We determined the prognostic value of the systemic inflammation response index (SIRI) in patients with cholangiocarcinoma after surgery and constructed a survival prediction model based on SIRI.

We recruited 328 patients with histopathologically confirmed cholangiocarcinoma from 2003 to 2017 and performed Kaplan-Meier survival and Cox analyses to analyze the prognostic value of the SIRI and identify other significant factors. A nomogram involving SIRI and other clinicopathological factors was established based on the training cohort. The concordance index (C-index), decision curve analysis, calibration plots, and Hosmer-Lemeshow test were used to evaluate the clinical utility of the nomogram and to compare it with the traditional TNM staging system. The results were validated using a separate validation cohort.

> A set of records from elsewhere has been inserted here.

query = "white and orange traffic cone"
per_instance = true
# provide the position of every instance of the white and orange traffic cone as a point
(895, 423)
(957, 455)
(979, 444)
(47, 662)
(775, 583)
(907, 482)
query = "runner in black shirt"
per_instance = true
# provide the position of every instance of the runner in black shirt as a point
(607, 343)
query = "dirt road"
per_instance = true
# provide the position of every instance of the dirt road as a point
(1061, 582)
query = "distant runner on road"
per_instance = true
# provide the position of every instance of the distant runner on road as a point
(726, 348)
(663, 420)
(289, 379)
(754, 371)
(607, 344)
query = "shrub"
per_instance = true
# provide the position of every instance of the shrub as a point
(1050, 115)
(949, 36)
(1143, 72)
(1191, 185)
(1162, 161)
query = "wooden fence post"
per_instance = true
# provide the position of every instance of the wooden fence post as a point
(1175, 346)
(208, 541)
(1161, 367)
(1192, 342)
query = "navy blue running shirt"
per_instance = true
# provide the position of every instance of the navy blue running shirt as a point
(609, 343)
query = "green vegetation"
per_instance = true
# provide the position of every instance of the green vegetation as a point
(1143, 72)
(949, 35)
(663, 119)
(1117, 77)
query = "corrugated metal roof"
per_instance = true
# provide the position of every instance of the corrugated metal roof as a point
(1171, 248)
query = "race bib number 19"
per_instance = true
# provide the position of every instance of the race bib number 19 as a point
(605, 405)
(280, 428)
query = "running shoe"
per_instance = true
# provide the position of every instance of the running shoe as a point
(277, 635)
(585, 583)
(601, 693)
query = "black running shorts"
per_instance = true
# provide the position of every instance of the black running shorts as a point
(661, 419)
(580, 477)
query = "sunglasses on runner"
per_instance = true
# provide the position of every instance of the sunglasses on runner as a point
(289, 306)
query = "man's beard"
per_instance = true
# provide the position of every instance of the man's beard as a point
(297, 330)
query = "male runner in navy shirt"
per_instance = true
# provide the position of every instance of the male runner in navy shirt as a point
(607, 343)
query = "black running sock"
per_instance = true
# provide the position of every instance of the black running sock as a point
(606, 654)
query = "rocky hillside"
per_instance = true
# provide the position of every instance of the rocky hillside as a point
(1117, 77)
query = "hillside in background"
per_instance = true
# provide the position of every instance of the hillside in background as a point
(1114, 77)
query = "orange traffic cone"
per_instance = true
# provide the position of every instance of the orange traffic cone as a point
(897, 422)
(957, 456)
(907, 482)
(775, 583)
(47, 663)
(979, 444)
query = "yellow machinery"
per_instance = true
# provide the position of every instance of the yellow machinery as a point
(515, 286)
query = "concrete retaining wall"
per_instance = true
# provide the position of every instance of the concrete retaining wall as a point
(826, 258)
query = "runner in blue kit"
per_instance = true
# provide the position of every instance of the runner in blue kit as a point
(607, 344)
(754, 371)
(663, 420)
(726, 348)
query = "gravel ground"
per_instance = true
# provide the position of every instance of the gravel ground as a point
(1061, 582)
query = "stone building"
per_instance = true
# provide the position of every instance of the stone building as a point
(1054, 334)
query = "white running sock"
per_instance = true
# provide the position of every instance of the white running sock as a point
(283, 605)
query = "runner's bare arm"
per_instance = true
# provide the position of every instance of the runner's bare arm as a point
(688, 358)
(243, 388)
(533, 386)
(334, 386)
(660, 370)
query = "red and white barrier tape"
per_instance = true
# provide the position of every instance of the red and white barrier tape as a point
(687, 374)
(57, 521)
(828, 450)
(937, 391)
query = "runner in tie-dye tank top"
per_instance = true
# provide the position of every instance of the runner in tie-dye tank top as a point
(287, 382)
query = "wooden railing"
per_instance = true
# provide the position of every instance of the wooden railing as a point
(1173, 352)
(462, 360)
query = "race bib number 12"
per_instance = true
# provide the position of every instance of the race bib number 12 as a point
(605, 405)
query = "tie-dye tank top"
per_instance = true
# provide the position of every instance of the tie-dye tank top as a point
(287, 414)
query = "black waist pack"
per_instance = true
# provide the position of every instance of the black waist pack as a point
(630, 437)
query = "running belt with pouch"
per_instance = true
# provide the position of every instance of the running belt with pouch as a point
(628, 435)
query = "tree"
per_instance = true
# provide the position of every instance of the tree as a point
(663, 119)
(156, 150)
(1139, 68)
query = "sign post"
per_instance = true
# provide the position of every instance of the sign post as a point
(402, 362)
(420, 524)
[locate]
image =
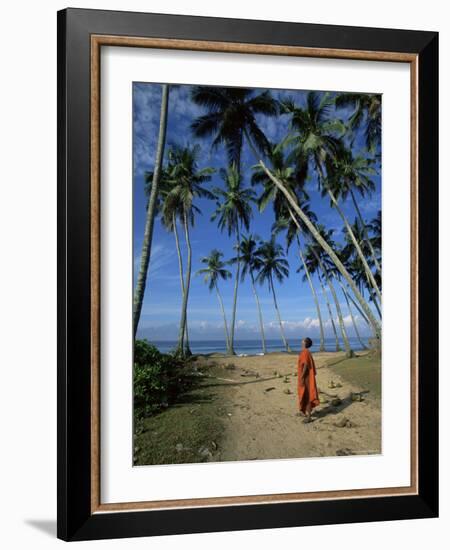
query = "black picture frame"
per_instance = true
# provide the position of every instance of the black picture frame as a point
(75, 519)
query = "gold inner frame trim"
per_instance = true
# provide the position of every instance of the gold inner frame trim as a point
(262, 49)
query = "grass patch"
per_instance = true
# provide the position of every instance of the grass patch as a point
(363, 371)
(189, 431)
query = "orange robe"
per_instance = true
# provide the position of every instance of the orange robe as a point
(307, 392)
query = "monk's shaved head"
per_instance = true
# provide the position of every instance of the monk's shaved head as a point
(308, 342)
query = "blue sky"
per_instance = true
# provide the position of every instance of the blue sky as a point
(162, 302)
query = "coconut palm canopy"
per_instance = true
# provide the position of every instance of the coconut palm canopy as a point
(214, 140)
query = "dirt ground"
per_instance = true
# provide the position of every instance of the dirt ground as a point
(260, 397)
(244, 408)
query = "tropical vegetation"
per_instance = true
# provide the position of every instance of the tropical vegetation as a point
(331, 147)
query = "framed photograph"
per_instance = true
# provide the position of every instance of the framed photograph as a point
(247, 255)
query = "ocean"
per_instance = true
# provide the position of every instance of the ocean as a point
(253, 347)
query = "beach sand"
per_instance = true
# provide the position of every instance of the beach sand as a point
(250, 406)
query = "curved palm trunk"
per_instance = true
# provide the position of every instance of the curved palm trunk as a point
(327, 248)
(227, 336)
(360, 311)
(316, 301)
(355, 243)
(150, 219)
(186, 287)
(366, 235)
(330, 313)
(344, 292)
(286, 344)
(373, 297)
(348, 350)
(236, 286)
(258, 305)
(180, 266)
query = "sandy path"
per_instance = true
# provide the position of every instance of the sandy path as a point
(261, 424)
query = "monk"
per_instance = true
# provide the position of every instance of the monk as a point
(308, 396)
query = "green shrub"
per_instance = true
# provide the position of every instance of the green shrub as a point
(157, 379)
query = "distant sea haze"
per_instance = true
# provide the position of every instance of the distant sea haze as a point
(253, 347)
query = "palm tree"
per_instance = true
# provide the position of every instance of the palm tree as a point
(313, 266)
(292, 201)
(139, 290)
(355, 326)
(171, 213)
(354, 262)
(353, 174)
(213, 272)
(315, 140)
(327, 269)
(186, 181)
(367, 110)
(375, 228)
(231, 116)
(273, 264)
(233, 214)
(285, 220)
(289, 225)
(247, 255)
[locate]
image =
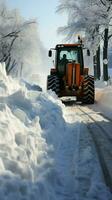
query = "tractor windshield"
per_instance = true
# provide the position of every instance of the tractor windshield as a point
(67, 55)
(71, 55)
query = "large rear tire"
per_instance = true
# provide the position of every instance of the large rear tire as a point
(88, 90)
(53, 83)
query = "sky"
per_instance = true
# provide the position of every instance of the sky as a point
(45, 13)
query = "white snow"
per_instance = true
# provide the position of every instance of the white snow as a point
(46, 152)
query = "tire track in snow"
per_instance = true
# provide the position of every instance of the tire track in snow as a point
(100, 132)
(65, 163)
(78, 165)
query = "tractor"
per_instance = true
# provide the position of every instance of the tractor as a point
(69, 77)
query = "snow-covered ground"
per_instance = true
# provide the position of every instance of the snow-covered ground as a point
(45, 150)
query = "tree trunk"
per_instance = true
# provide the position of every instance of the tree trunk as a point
(98, 63)
(105, 56)
(95, 67)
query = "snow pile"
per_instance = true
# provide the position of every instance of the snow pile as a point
(42, 154)
(28, 120)
(103, 97)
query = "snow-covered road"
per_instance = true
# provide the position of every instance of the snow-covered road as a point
(93, 164)
(49, 151)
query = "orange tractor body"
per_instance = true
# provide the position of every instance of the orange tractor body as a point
(69, 77)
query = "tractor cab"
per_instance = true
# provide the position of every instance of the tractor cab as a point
(70, 77)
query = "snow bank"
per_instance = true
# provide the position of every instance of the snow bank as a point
(103, 97)
(38, 147)
(28, 121)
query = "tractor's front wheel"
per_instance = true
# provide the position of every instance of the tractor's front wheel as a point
(53, 83)
(88, 90)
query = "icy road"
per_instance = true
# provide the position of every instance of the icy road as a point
(49, 151)
(86, 156)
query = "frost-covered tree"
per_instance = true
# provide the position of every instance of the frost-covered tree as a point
(91, 19)
(20, 45)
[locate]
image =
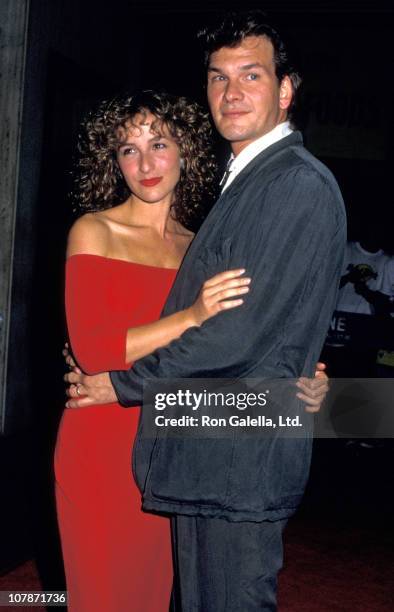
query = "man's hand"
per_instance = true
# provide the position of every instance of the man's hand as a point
(89, 390)
(314, 390)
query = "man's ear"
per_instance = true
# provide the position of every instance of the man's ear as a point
(285, 93)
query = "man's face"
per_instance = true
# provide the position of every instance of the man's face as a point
(244, 95)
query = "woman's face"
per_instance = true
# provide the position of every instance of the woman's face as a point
(149, 160)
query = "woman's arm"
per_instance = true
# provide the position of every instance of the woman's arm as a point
(213, 298)
(90, 236)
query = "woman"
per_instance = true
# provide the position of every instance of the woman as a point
(146, 167)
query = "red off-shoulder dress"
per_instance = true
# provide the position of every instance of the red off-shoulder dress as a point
(116, 557)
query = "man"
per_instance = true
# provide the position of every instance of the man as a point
(281, 217)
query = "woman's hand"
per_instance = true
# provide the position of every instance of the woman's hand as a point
(314, 390)
(214, 294)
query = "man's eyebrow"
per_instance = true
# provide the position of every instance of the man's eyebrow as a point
(244, 67)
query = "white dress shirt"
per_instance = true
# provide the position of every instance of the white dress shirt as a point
(237, 164)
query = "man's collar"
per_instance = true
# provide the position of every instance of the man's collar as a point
(238, 163)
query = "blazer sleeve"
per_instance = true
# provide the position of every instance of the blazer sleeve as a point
(98, 343)
(294, 253)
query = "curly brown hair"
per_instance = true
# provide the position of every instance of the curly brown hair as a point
(99, 183)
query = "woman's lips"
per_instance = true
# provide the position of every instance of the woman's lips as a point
(151, 182)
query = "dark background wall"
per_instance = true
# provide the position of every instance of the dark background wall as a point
(79, 52)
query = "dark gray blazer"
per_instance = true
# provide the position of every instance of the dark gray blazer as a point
(282, 219)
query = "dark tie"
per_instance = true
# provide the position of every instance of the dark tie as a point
(227, 172)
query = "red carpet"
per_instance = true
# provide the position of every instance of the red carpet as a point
(336, 569)
(327, 568)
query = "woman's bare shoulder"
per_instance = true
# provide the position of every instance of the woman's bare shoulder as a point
(88, 235)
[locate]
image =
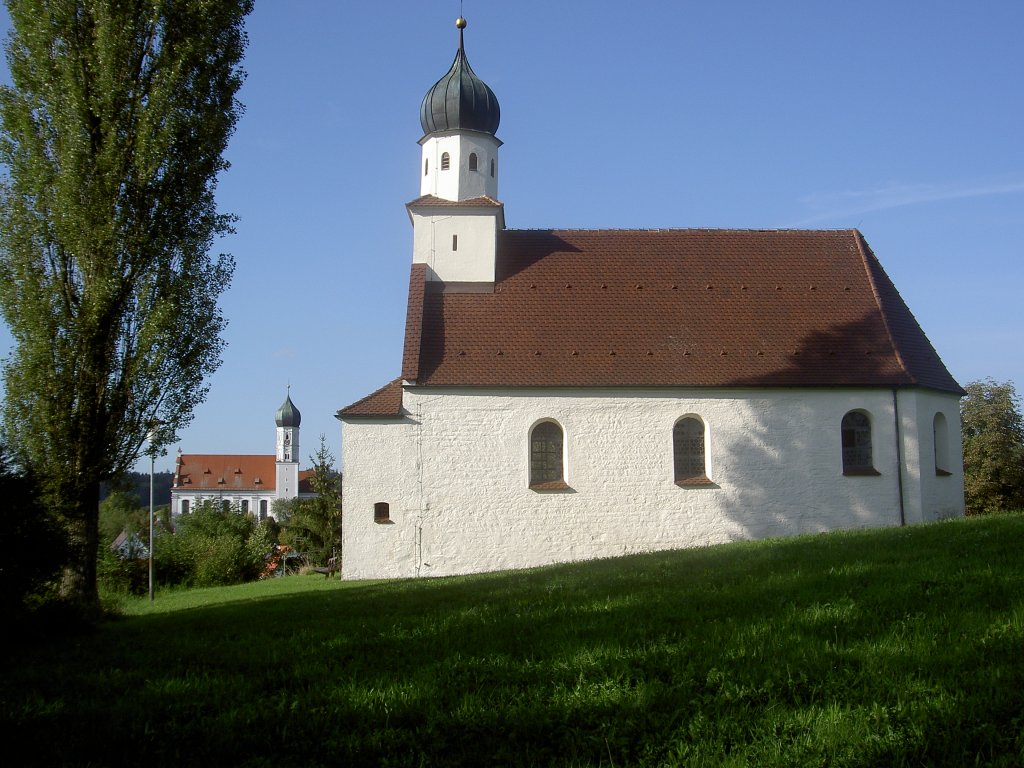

The patients were randomly divided into the training (n = 232) and validation (n = 96) cohorts. In the training cohort, the independent factors derived from the Cox multivariate analysis were SIRI, platelet-to-lymphocyte ratio, jaundice, γ-glutamyl transpeptidase level, maximal tumor size, N stage, M stage, and radical surgery. Time-dependent receiver operating characteristic (ROC) curves showed higher AUC for SIRI than those for other inflammation-based biomarkers. A nomogram containing all the independent factors showed good discrimination and calibration. The C-index values for overall survival, 0.737 (95% Cl: 0.683-0.791) and 0.738 (95% Cl: 0.679-0.797) in the training and validation cohorts, respectively, were significantly better than those for the TNM staging system [0.576 (95% Cl: 0.515-0.637) and 0.523 (95% Cl: 0.465-0.581), respectively].

SIRI was an independent prognostic factor for cholangiocarcinoma. A prognostic model based on SIRI might help clinicians to stratify patients more precisely and provide individualized treatment.